Amid stories of police violence and individuals calling the cops on people of color living their lives, the Congressional Black Caucus has formed a task force to figure out how to help.

Posted on July 26, 2018, at 2:58 p.m. ET

Kelley L. Cox / USA Today Sports

Tamir Rice. Eric Garner. Philando Castile.

Those were just some of the names included in a looped silent video playing in the background of the Congressional Black Caucus’s Police Accountability Task Force roundtable Wednesday, as the powerful group of black lawmakers grapples with how Congress can respond to issues of racism and violence that have increasingly dominated headlines.

“We seem to be in this sort of space, whether it’s citizen-on-citizen, or it’s police-on-citizen, where race seems to be the connecting link to these [incidents] that are taking place,” Rep. Bonnie Watson Coleman, who led the roundtable, told BuzzFeed News. “You’re seeing them so much. You’re seeing the way interactions with police are being dealt with differently if you’re black or if you’re white.”

“You’re seeing situations where just everyday citizens are complaining because somebody’s in a swimming pool or someone’s sitting at a Starbucks or someone’s taking a nap in the student center. All of these things are, I think unhealthy, and we need to bring sort of light to them and bring a discussion about them and help people to understand what’s happening.”

Wednesday marked the task force’s first event, focused specifically on exploring “police and community relations” in the context of brutal encounters between people of color and police in recent years. Half a dozen members of the CBC attended the roundtable, in which a panel of three experts broadly discussed topics related to race and police and answered lawmakers’ questions. (BuzzFeed News also attended the event.)

But more than a question-and-answer session, the roundtable was part of a broader conversation about the role Congress has to play in helping mend the relations between police and their communities, whether it be funding research or other programs for police departments to participate in.

One of the topics that was heavily discussed was the need for police to build relationships with the communities they work in.
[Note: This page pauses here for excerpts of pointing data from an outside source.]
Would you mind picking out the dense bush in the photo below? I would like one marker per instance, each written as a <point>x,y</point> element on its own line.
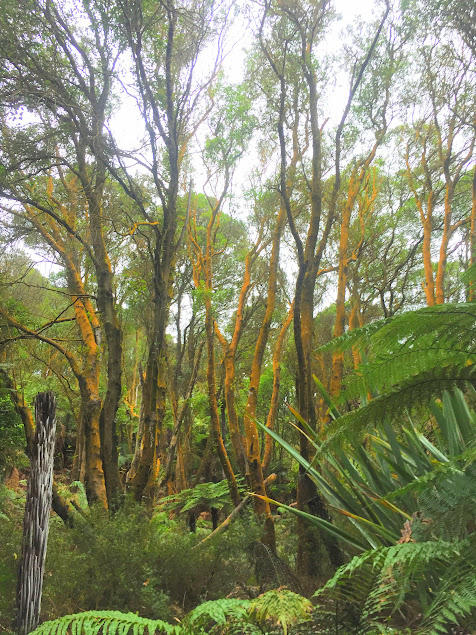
<point>127,562</point>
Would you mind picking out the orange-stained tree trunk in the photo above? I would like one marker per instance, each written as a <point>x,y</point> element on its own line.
<point>203,279</point>
<point>273,406</point>
<point>87,369</point>
<point>361,182</point>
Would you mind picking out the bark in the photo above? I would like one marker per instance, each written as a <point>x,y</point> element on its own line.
<point>273,406</point>
<point>472,239</point>
<point>253,451</point>
<point>37,514</point>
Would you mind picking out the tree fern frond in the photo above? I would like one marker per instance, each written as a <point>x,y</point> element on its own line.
<point>446,323</point>
<point>216,612</point>
<point>282,607</point>
<point>110,622</point>
<point>378,582</point>
<point>419,389</point>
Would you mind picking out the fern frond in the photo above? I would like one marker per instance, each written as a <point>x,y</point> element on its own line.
<point>110,622</point>
<point>418,389</point>
<point>378,582</point>
<point>281,607</point>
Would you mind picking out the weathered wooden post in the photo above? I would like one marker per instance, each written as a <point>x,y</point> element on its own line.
<point>37,513</point>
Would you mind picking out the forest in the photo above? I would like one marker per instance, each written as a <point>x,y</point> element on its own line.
<point>238,245</point>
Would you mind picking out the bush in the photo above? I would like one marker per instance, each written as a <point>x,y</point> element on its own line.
<point>11,515</point>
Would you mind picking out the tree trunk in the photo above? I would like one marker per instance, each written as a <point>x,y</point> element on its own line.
<point>37,513</point>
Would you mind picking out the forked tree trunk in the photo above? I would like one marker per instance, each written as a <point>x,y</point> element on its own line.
<point>37,513</point>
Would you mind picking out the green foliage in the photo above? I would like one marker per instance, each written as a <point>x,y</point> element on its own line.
<point>202,495</point>
<point>282,608</point>
<point>11,516</point>
<point>414,357</point>
<point>379,583</point>
<point>215,613</point>
<point>12,437</point>
<point>114,560</point>
<point>112,622</point>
“Police need to be more in tune with the community,” Virginia Rep. Bobby Scott told BuzzFeed News after the event when asked what stood out to him. “If they’re just closer to the community, I think that’s the main thing. When they are totally detached, you run into problems.”

Missouri Rep. Lacy Clay brought up one recent incident in St. Louis during the roundtable in which a group of 10 black Washington University students were rounded up during a police investigation into a skipped bill at an iHop, only to be told by the restaurant that they were not the suspects. Clay called it a “total collapse of trust.”

As part of his response, Cedric Alexander, the deputy mayor of Rochester, New York, and one of the members of the panel, brought up Garner, who died in 2014 after he was held in a chokehold by police for selling loose cigarettes.

“Had those officers had some semblance of some relationship with him, I think we would have seen a different outcome,” Alexander said.

Texas Rep. Marc Veasey, who attended the event, told BuzzFeed News that he thinks it’s clear a lot of legislating around this area will be done at the state and local levels, but that Congress should pitch in as well.

“I don’t think there’s any question about that. ... But if we can help in areas like community policing and getting [the Department of Justice] to be more proactive and find them more money to be able to pay for things … I think it would go a long way.”

Members say they want to continue having discussions like these moving forward, including discussing the recent rise in stories of people calling the police on people of color who are going about their daily lives, like shopping at a CVS or selling bottled water.

“This is not like a one-shot deal,” Watson Coleman said. “There are different components of the community we want to talk to and then sort of put things together, and put our heads together after we have all of these conversations, so it will be going to be going on for a while.”